During surveys carried out in 1976, 1978, and 1984 in Nepal, Assam macaques were found to be patchily distributed along rivers in tropical and subtropical forests at altitudes from 200 to 1,800 metres (660 to 5,910 ft). They are apparently absent from areas west of the Kaligandaki River. In India, they live in tropical and subtropical semievergreen forests, dry deciduous and montane forests, from the sea level to altitudes of 4,000 metres (13,000 ft). They usually inhabit hill areas above 1,000 m (3,300 ft), but in the wetter east they may occur even in the lowlands, and frequent areas that only marginally reach this altitude. In Laos and Vietnam, they prefer high altitudes, usually above 500 m (1,600 ft). In forests on limestone karst, they occur in much lower elevations.
Ecology and behaviour
Assam macaques are diurnal, and at times both arboreal and terrestrial. They are omnivorous and feed on fruits, leaves, invertebrates and cereals. In Namdapha National Park, Arunachal Pradesh, 15 groups were recorded in 2002 comprising 209 individuals. The population had a group density of 1.11 individuals per 1 km2 (0.39 sq mi), and an average group size of 13.93 individuals. During a survey in Nepal's Langtang National Park in 2007, a total of 213 Assamese macaques were encountered in 9 groups in the study area of 113 km2 (44 sq mi). Troop sizes varied between 13 and 35 individuals, with a mean troop size of 23.66 individuals, and comprised 31% adult females, 16% adult males, and their young of various ages.

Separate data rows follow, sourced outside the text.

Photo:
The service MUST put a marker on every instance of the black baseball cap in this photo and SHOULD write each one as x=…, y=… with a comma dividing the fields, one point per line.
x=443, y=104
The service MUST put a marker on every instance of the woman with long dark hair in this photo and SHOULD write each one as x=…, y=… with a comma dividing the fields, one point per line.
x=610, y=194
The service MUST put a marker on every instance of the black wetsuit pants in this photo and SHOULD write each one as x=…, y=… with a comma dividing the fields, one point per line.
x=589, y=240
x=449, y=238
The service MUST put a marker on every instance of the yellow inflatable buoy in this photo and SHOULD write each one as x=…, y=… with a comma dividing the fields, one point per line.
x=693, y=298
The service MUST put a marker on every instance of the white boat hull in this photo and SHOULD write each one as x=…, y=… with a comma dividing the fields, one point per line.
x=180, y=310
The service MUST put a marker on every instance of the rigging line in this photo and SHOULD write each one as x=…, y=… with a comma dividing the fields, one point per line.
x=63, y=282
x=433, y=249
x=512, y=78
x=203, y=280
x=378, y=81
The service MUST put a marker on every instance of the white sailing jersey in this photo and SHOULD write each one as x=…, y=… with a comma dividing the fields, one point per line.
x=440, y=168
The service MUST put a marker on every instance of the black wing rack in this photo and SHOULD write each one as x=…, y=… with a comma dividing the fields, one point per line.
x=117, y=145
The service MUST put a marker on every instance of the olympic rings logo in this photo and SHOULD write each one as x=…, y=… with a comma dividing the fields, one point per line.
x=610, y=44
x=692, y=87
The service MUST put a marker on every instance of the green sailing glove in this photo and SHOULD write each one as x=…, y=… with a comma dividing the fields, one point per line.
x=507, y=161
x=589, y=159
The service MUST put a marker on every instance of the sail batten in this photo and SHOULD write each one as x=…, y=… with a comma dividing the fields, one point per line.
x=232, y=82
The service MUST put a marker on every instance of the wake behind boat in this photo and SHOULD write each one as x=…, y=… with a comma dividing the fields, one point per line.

They preferred maize kernals, followed by potato tubers, but also raided fields with wheat, buckwheat, and millet.
The threats to this species' habitat include selective logging and various forms of anthropogenic development and activities, alien invasives, hunting and trapping for sport, medicine, food, and the pet trade. Additionally, hybridization with adjacent species poses a threat to some populations.
Macaca assamensis is listed in CITES Appendix II. It is legally protected in all countries of occurrence. For the populations in India, the species is listed under Schedule II, part I of the Indian Wildlife Act.